There's no specific TSB just for the reprogramming. And in general you can't just ask/demand your dealer perform a specific procedure under warranty. If you were willing to pay(likely 1.5 x labor rate) I'm sure just about any dealer would program your ECM at your request.


----------



## Pegasus (Feb 17, 2018)

Ma v e n said:


> That's not exactly what went down...But...Yes there is a calibration for the ECM to reduce chance of LSPI. It was only installed in cars that had pistons or engine replacement after a certain date.(or had the ECM programmed for other reasons)
> 
> There's no specific TSB just for the reprogramming. And in general you can't just ask/demand your dealer perform a specific procedure under warranty. If you were willing to pay(likely 1.5 x labor rate) I'm sure just about any dealer would program your ECM at your request.




Or the other alternative is to just let it blow a hole in the piston and then they have to fix it under warranty. 

This is nonsense. Either they have a fix for the problem or they don't. If they do they should be doing it to everyone's cars that didn't have the update. If the Cruze engines require premium for the engine to not blow a hole in the piston they should be honest and tell people that. If course Chevy probably doesn't care anyway, it's not they are going to be selling all versions of the Cruze anymore anyway.


----------



## Taxman (Aug 10, 2017)

I get the idea the problem is so rare that it would cost more to flash 1000 ECUs than the value of the new engines that 1000 flashes would prevent the need for. Which, given the difference between the cost of the engine and the cost of the computer work, indicates that not many engines are going to fail.


----------



## Fadclt (Jan 9, 2018)

I am getting a lspi event when going like 45mph and just giving it a little gas. Knocks like ****. Dealership wont do anything. 36k on a 2017. I'm done with GM. I have had so many problems. Faulty radio trunk leaking and now lspi. I guess the dealership is just waiting for it to blow up.


----------



## Ma v e n (Oct 8, 2018)

GM techs can't fix things that aren't broken. They aren't allowed to perform warranty repairs they aren't authorized. They can't just preventative​ly perform software updates and get paid by GM. 

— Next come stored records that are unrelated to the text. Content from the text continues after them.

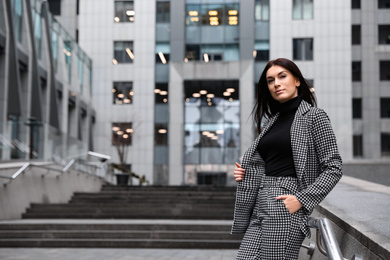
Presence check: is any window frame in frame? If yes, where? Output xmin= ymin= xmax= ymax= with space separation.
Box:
xmin=293 ymin=38 xmax=313 ymax=61
xmin=292 ymin=0 xmax=313 ymax=20
xmin=113 ymin=41 xmax=134 ymax=64
xmin=114 ymin=1 xmax=134 ymax=23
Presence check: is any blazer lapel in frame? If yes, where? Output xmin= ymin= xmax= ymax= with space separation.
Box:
xmin=291 ymin=101 xmax=311 ymax=181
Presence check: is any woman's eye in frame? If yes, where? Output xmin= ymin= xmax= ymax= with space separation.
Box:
xmin=268 ymin=79 xmax=274 ymax=84
xmin=280 ymin=75 xmax=286 ymax=79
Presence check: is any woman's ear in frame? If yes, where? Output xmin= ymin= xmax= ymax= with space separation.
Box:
xmin=295 ymin=77 xmax=300 ymax=87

So while many GM techs, including myself, would love nothing more than to fix your car and get paid, the last thing I want to do is work on your car and NOT get paid. 

If you show up, and complain that you're experiencing LSPI events in any shop, including mine...The first thing that gets thought is "here we fcuking go....This guy learned a buzz word from the internet and wants something for free"

And you can be fairly sure that we'll check to see if you have any codes, check to see if you have the proper oil filter installed and have good oil condition, and see if you have any visible receipts for top tier fuel. And then I'm done if there's no DTCs stored. There's nothing else I can do, and there's nothing else I'll get paid to do without getting creative.

However, if you came in and said something like "my car makes this pinging noise sometimes when I accelerate, I can show you if you'd like" you can be pretty sure I'd do the same exact above things, talk to you a little bit about what and when your issue occurs, even if you can't make it happen for me, and then I'd figure out how to get paid for programming your car.

Besides doing work and not getting paid, one thing most techs hate is when customers come in with internet knowledge, forum posts, or any kind of technical explanation of their concern. Use simple everyday language, something that your grandmother or a 4th grader could understand. Dont speek or describe your concerns in technical lingo, jargon or engineering terms or acronyms. Trust me. You'll always get better results and service.


----------



## Ma v e n (Oct 8, 2018)

If you wanna go the assertive know it all route, go in and demand they check to see if your vehicle can be programmed with the calibration referenced I. GM document # 50580870


----------



## HBCRUZE2017 (Jan 25, 2018)

i had mine blow and then a few weeks later got another check engine light and they forgot to update the tune lol fun stuff!


----------